The development of stem cell-based gene therapies is inherently complex due to challenges in understanding and controlling both the therapeutic agents themselves and how the engineered cells interact with the host and pathogens. We are interested in developing and employing novel high-throughput, quantitative biology tools to investigate therapeutically engineered cells and their interactions with pathogens in the body. We use both “wet-lab” and “dry-lab” approaches to study the blood system and viral pathogenesis in gene therapy settings at the individual cell and entire system levels. The goal is to make stem cell therapy more predictable and efficacious.
Understanding Requirements for Curing HIV/AIDS with Stem Cell Gene Therapy
Anti-HIV gene therapy is a new treatment paradigm that can provide lifelong protection against HIV‑1 infection. The basic principle is to genetically modify stem cells such that the progeny of the engineered cells, including CD4+ T-cells and macrophages, are resistant to HIV-1 infection. The study of the “Berlin patient” – the only case so far cured of HIV after allogeneic transplantation with HIV resistant CCR5Δ32 donor cells (with a 32 bp deletion in the HIV-1 co-receptor, CCR5) – has generated tremendous hope for this new therapy: to date, the patient’s HIV remains completely undetectable. Multiple clinical trials for anti-HIV gene therapy are currently ongoing in the United States. The success of such therapy is dependent upon achieving sufficient levels of therapeutic gene modification to protect the immune system against HIV-1. From the Berlin patient case study, it appears that 100% repopulation by CCR5Δ32 cells cures HIV-1. However, the critical question of whether a less-than-maximal transplant repopulation level can provide full or partial protection from HIV-1 has not been addressed experimentally or theoretically. We are interested in investigating the temporal and spatial dynamics of anti-HIV-engineered hematopoietic stem cells (HSCs) and T-cells using nonhuman primate and murine models of anti-HIV gene therapy.
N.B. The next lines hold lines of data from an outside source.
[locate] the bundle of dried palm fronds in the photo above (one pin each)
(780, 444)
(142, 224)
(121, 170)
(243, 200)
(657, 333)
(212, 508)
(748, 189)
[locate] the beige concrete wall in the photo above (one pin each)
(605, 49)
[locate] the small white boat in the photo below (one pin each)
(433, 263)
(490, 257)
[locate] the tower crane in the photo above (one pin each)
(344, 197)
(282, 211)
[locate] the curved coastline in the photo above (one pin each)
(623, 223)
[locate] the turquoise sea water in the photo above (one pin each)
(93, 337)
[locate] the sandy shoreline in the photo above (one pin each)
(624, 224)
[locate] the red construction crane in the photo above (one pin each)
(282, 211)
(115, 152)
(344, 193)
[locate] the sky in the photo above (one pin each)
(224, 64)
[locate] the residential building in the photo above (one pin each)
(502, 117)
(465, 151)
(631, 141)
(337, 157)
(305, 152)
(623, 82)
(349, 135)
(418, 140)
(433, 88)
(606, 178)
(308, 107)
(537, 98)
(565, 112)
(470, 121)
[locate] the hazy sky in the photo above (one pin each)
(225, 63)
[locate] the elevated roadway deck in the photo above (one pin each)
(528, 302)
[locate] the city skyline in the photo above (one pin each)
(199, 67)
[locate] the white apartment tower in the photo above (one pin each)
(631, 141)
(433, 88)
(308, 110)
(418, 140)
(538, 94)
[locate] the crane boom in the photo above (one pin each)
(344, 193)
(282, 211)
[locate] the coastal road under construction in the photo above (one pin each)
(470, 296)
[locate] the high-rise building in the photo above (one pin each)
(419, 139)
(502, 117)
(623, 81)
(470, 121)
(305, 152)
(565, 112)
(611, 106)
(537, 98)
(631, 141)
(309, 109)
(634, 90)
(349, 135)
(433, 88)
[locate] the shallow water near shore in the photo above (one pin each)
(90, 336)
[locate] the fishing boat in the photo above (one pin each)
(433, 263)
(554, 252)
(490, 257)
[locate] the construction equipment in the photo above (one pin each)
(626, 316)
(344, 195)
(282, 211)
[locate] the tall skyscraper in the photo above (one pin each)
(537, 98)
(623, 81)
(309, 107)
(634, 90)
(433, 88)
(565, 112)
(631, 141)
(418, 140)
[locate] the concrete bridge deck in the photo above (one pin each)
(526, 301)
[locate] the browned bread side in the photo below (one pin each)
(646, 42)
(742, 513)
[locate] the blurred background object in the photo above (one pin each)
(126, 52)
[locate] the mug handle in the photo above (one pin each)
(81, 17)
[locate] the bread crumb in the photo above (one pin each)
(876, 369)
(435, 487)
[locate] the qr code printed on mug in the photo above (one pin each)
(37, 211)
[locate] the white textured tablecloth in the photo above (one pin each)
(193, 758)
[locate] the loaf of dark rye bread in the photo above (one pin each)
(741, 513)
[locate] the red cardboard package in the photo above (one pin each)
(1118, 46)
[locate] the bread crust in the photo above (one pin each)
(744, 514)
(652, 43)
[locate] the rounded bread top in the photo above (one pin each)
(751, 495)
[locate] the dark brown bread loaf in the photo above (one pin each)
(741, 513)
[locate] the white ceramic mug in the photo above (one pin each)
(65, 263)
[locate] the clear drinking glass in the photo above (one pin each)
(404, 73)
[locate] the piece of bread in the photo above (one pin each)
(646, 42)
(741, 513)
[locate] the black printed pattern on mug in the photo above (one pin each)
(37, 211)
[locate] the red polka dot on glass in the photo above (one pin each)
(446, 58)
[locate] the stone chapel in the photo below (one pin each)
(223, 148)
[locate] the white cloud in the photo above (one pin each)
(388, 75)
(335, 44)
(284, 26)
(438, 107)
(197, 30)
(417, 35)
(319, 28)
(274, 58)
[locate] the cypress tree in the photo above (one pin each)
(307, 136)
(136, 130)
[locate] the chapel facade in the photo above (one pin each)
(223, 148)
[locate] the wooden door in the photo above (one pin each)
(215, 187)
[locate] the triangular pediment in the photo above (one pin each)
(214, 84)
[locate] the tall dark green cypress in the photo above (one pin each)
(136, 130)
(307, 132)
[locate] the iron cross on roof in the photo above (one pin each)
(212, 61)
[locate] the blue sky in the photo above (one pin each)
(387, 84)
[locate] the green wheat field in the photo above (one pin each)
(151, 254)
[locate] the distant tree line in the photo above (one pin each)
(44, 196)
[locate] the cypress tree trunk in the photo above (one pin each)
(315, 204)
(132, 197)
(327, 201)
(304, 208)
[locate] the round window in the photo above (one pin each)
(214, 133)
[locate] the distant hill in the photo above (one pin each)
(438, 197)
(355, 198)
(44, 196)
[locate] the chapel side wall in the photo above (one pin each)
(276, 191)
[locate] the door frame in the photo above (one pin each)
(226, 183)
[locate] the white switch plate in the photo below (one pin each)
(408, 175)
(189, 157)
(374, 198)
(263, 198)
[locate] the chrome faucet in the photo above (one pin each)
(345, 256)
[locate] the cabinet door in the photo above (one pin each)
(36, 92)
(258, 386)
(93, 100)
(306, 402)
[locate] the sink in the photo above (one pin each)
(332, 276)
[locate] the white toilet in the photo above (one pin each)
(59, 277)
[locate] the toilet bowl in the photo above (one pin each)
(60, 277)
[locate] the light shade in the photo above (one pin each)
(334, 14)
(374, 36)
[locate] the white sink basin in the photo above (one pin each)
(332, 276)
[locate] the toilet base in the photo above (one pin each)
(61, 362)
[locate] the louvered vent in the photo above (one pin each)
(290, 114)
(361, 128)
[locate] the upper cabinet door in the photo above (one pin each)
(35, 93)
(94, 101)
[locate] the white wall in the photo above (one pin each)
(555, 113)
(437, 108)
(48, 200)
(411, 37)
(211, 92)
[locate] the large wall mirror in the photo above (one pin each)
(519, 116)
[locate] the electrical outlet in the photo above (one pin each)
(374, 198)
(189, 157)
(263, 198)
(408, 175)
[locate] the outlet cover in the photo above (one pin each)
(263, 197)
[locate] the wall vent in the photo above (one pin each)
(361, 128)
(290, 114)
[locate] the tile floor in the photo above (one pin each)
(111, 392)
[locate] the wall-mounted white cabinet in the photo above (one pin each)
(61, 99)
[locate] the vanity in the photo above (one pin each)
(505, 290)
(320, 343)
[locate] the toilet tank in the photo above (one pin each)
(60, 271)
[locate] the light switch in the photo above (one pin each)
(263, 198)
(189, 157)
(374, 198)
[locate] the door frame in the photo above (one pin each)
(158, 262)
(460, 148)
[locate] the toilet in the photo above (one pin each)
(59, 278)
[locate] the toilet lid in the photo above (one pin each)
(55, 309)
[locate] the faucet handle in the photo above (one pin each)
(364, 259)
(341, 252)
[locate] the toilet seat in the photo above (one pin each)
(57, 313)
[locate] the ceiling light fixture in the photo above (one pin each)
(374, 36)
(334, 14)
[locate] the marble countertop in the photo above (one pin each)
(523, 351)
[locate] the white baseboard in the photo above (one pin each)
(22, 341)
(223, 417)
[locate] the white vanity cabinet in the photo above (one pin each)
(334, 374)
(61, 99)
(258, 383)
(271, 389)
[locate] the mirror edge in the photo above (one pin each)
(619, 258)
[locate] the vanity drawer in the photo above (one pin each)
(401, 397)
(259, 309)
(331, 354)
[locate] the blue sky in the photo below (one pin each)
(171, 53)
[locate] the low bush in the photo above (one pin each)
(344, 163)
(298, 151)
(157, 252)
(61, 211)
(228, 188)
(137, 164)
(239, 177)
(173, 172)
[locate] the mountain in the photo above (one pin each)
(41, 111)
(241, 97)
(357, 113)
We hypothesize that for HSC-based anti-HIV gene therapy, there exists a critical T-cell repopulation threshold that must be exceeded for the immune system to be fully protected from HIV infection. Establishing and understanding the parameters for determining this threshold is critical to the development of transplant protocols that make repopulation with gene-engineered cells therapeutically effective for preventing the progression of or curing HIV-1.
Understanding the Stem Cell-Like T-Cells in Anti-HIV Therapy Settings
Recent discoveries about the extensive self-renewal and multipotent properties of stem cell-like T-cells, including the T-memory stem cell (TSCM) and IL-17-secreting Th17, have opened new avenues for immunotherapy against HIV/AIDS and advanced cancers. Interestingly, research suggests that these potentially useful gene delivery vehicles may also be a major barrier to the elimination of HIV in patients insofar as they appear to serve as a long-term reservoir of latent HIV-1, a stubborn aspect of HIV infection that necessitates a life-long drug treatment. Thus these cells are emerging as a major therapeutic target in patients with HIV-1. The goal of investigating these cells in an anti-HIV therapy setting is twofold: (1) to understand the basic biology of TSCM and Th17 in the presence of HIV-1 and (2) to examine the safety and efficacy of these cells as a gene-delivery vehicle for long-term immunotherapy for HIV/AIDS or advanced cancers. We use animal models to study (i) the effects of integrated HIV-1 DNA molecules (both replication-competent and replication-incompetent forms) upon cellular functions, and (ii) behavior patterns of T-cells (HIV-1 protected and unprotected) and (iii) the inherited or predetermined factors underlying the cellular behaviors. We will analyze tissue samples from HIV-1 infected patients to characterize latently infected T-cells in various anatomic sites.
Multiscale Modeling – Connecting Genes to a Single Cell, Groups of Cells and Their Coordinated Behaviors in the Blood System.
The blood system is complex because it operates at multiple levels (or scales): molecular, cellular, tissue, and environmental. Physical and chemical laws have been applied to predict blood diseases and treatment outcomes, but limitations are frequently encountered because most current models work on a single scale (e.g., cellular or molecular) and are based on datasets that do not take the cellular heterogeneity and multicellular communications into account. We are interested in developing a new high-throughput genetic screening system that can quantify the cell/tissue-level consequences resulting from gene-level perturbations of stem cells. Individual genes will be tested in a high-throughput fashion using cellular barcoding technologies and transgenic animal models for clonal-level tracking of gene modified stem cells and their progeny cells over time in various tissues and organs. The ultimate goal is to develop a mutiscale, quantitative model of the blood system that will be useful for both basic biology and clinical studies.